“Dediler ki:
‘(Bütün olup biten,) bu dünyâ-hayâtımızdan başkası değildir, ölürüz ve
diriliriz; bizi ‘kesintisi olmayan zaman’ (dehrin akışın)dan başkası yıkıma
(helâke) uğratmıyor’. Oysa onların bununla ilgili hiç-bir bilgileri yoktur; yalnızca
zannediyorlar” (Câsiye
24).
Kâfirler
ve müşrikler bu nedenle tüm zamanlarda; “biz ancak zamâna uyarız” demişlerdir
ve derler. Kendilerine Allah, âhiret, gayb, vahiy, peygamber, din, İslâm
hatırlatıldığında; “bu zamanda mı?” derler. Her zaman zamânı öne çıkarırlar ve
-sözde- delil olarak zamânı gösterirler. Zîrâ zamâna tapmaktadırlar.
Peki
zaman nedir ve “zaman” denilen şey gerçek bir şey midir?.

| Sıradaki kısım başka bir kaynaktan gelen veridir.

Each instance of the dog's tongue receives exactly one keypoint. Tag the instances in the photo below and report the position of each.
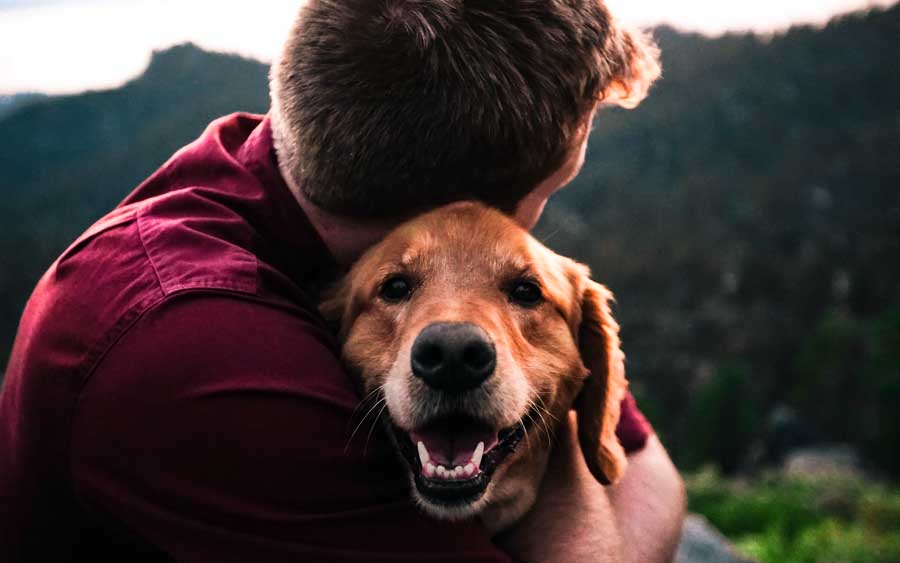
(451, 446)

Aslında zamânın aslî bir varlığı yoktur.
Zaman, maddenin hareketinin bir sonucudur. Bir maddeyi bir yerden alıp başka
bir yere koyduğunuzda yâni hareket ettirdiğinizde zaman başlar ve sürer gider.

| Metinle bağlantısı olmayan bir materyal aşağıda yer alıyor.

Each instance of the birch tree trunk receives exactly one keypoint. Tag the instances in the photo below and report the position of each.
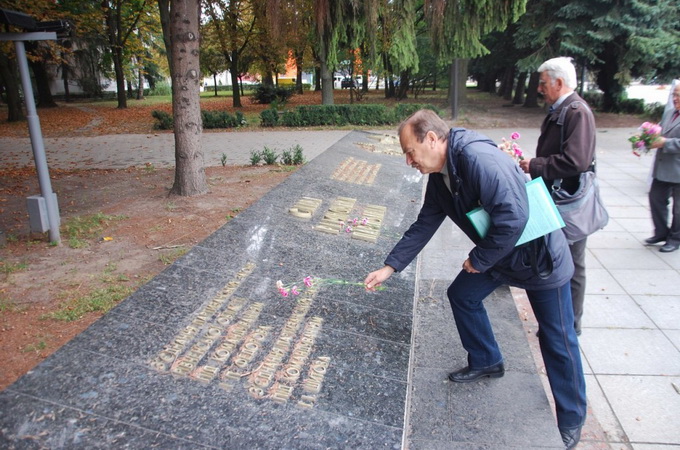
(189, 162)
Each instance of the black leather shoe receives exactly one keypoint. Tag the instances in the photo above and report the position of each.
(468, 375)
(669, 247)
(654, 240)
(570, 437)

Zamânın izâfî olması, daha doğrusu izâfî sanılmasının nedeni budur. Maddenin
çeşitli hareketleri ise, zamânı algılayış olarak farklı kılar. Tabi bu bir
yanılsamadır. Yâni bir kişiye belli bir zaman süreci çok kısa yada uzun gelmiş
olabilir ama geçen süre aynıdır. Saat bildiğimiz saattir yâni gerçek anlamda
kişiye göre değişmez, izâfî değildir. Değişen şey kişinin algısıdır. Kişinin
o-günkü yada o-anki algısına göre zaman yavaş yada hızlı gibi akar gibi olur.
Zamânın mutlak ve bağımsız bir varlığı
yoktur. Çünkü “hakîki” bir varlığı yoktur. Madde ile kâimdir zaman. Evrendeki
maddeyi/hareketi bir-anda durdursak, yada maddeyi kozmik bir süpürgeyle
süpürsek ve ortada hareket yada madde kalmasa zaman da kalmaz/olmaz. Süpürülme
işleminden sonra görülen/kalan şeyin (mekân) ne olduğunu her-hâlde Allah’tan
başka kimse bilemez. Mekâna (hâşâ, “post vahdet-i vücûd”çuluk yapıp) “Allah”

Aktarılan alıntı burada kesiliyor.